Elizabeth Anscombe foi sempre uma pensadora original, animada e muitas vezes contra a maré da maioria ou contra o expediente político. Por exemplo, quando a Universidade de Oxford se propôs a conferir o doutoramento. honoris causa O Presidente americano Harry S. Truman, ele e dois outros colegas opuseram-se fortemente devido à responsabilidade de Truman pelo lançamento das bombas atómicas sobre Hiroshima e Nagasaki. "Para os homens a escolha de matar os inocentes como meio de atingir os seus fins é sempre assassínio".Anscombe argumentou fortemente a este respeito. Do mesmo modo, em muitas ocasiões escreveu corajosa e brilhantemente sobre sexualidade, parto, protecção dos nascituros e muitas outras questões actuais, chocando muitos colegas mais conscientes da moda.

O Professor Anscombe viajou muito, dando aulas e palestras em muitos países europeus e americanos. Em Espanha, foi uma visitante frequente durante os anos 70 e 80 na Universidade de Navarra, o que lhe conferiu o grau de Doutor em Filosofia. honoris causa em Janeiro de 1989. Professor Alejandro Llano no seu laudatio ele disse dela: "O seu estilo é belo e implacável, caracterizado pela capacidade de fazer perguntas invulgares e de as responder com tanto requinte como rigor. A ironia socrática está mais uma vez presente na origem de uma filosofia cujo campo de acção já não é um sótão cheio de preconceitos e hábitos, mas o ar livre de incitar enigmas. Quando Elizabeth Anscombe discute Descartes ou Hume, quando interpreta Aristóteles ou São Tomás, o que ela faz é olhar com eles para uma realidade sempre nova e surpreendente. E os seus leitores ficam com a íntima convicção de que ela tem conseguido ver mais".. Naquela ocasião solene Anscombe explicou:"A Universidade de Navarra está dedicada na sua busca da verdade ao serviço de Deus. Que Deus é verdade é algo que hoje em dia não é reconhecido em todo o lado, nem mesmo em muitos lugares, mas este reconhecimento está constantemente implícito aqui na Faculdade de Filosofia. É por isso que estou muito grato por ser contado como um colega nesta Faculdade"..

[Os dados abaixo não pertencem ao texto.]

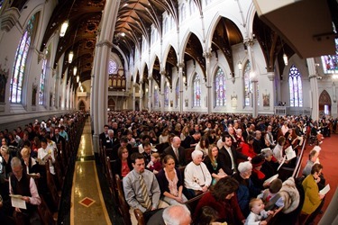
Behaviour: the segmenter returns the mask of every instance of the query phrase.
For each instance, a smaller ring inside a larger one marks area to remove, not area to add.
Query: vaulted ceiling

A vida do Professor Anscombe, cheia de realizações académicas, está também cheia de anedotas divertidas. No seu obituário em O GuardiãoJane O'Grady recordou como, numa ocasião em Chicago, quando foi assaltada na rua por um ladrão, ela repreendeu-o, dizendo que isto não era maneira de tratar um visitante. Começaram imediatamente a falar e o assaltante acompanhou-a de volta ao seu hotel, repreendendo-a por conduzir através de uma parte tão perigosa da cidade. A anedota é muito significativa, e mostra não só o bom coração de uma filósofa, mas também a sua convicção - de filiação Wittgensteiniana - na capacidade das palavras para alcançar a verdadeira comunicação.